A whole day to fill in Delhi tomorrow, by ourselves. Some shopping seems called for.

Saturday, November 28, 2009

Butting out

Our elephant was a bit of a speed merchant this morning, overtaking the others on the way up to the Amber Fort. That's not the sort of traffic jam you'd want to get caught in on foot.

Today we've seen palaces, harems, mausoleums and an extraordinary observatory; as well as the usual melée of people, vehicles and animals in the streets. Not so many goats today though - it's not a good day for goats. Bakr-Eid is a Muslim festival when goats are slaughtered and eaten, and for days we've been passing temporary markets of hundreds of goats, painted, dyed, decorated with tinsel, all being dickered over and for none of whom it was going to end well.

Back here at the Raj Palace, it's all soothing piped music, fountains and super-attentive staff (I'm sure that's the norm anyway, but we're also almost the only guests at the moment). The maitre d' walks backwards most of the time, bowing, and was stern about my lunch. "Please don't compromise, if it's not to your taste I'll remove it and make you another."

Sheesh, it was only a tuna sandwich.
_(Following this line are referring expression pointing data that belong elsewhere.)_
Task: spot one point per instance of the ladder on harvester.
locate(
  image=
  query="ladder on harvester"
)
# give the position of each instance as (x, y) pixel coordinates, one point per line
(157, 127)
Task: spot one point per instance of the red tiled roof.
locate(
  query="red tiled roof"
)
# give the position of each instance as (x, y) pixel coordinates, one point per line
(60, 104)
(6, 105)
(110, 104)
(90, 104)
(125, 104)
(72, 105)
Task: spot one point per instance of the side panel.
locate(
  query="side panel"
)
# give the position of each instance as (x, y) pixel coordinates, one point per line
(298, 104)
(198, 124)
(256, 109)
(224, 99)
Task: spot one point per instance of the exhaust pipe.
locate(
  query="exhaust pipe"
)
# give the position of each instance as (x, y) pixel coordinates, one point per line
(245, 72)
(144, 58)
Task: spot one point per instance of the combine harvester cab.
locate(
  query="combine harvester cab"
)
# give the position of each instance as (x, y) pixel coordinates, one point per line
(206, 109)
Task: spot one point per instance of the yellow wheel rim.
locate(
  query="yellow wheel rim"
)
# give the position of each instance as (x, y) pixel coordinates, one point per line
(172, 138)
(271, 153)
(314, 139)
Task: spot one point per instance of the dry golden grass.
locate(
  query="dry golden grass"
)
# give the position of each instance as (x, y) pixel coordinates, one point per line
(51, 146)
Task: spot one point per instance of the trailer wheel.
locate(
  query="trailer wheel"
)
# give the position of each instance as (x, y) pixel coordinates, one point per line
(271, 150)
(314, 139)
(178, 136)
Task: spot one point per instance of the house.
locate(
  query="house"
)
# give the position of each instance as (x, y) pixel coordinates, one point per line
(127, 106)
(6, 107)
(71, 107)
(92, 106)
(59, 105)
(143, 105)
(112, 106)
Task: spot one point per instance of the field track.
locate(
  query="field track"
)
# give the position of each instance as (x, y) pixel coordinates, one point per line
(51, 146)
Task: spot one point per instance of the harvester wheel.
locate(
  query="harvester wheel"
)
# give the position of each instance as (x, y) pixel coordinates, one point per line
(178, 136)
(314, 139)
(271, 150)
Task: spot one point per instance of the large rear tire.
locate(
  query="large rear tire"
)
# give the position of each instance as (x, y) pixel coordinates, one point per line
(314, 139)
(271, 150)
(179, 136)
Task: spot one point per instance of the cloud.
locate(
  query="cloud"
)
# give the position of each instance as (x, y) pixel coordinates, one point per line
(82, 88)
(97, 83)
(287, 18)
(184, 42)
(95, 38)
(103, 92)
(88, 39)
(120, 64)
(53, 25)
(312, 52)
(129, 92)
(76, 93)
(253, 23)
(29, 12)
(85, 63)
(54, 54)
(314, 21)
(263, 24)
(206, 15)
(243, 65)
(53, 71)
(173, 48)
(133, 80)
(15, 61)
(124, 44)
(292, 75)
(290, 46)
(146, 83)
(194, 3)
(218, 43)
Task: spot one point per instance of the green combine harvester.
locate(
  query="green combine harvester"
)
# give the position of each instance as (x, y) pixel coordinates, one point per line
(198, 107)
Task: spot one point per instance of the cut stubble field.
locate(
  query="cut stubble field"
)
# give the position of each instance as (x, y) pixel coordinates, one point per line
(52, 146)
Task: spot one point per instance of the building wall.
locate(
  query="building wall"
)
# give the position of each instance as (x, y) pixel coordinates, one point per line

Good thing my knife wasn't dirty.

Living like a king - or maharajah

In Jaipur after a day on roads shared with camel carts, painted elephants, buses with people on top, wandering cows, herded sheep and goats - and also a corpse on a bier. Fascinating but exhausting to be watching like a tennis match that lasts 6 hours, so this hotel is a haven.

The Raj Palace is truly an actual maharajah's palace still owned by royalty, with doormen in curly slippers with moustaches to match, marble everywhere, fountains, a velvety croquet lawn and a palmist on the staff. And swan taps in the bathroom and a TV over the bath.

Right now the fountain is tinkling in the coutyard outside, pigeons are cooing and the muezzin is calling.

So foreign but so fabulous.

Thursday, November 26, 2009

Celebrity

Temples today - the fabulous Lotus Temple that looks related to Sydney's Opera House and which was perfectly reflected in turquoise pools; and the astonishing Swaminarayan Akshardham, a vast red sandstone complex with an enchanting frieze of 148 stone elephants around the base of the main building - and where we were brave with food and it paid off (or so far...)

We know what celebrities feel like now. Young men especially eye us up (yes, me too!) in traffic jams and whenever we're walking; and we had to pose with some for photos before they ran off chortling excitedly. It's been a diversion, but the last stop today put it all in perspective.

The Gandi Museum is such a heart-felt place. It's in the house where he lived, next to the garden where he was assassinated, and it was very well-used. Heaps of information, his hard low bed, statues, cute dioramas and an unexpectedly affecting animation. Plus terracotta footprints tracing the last steps of his enormously long journey.

Well worth a visit, even at the end of a tiring day - which isn't over yet: light show at the Red Fort tonight.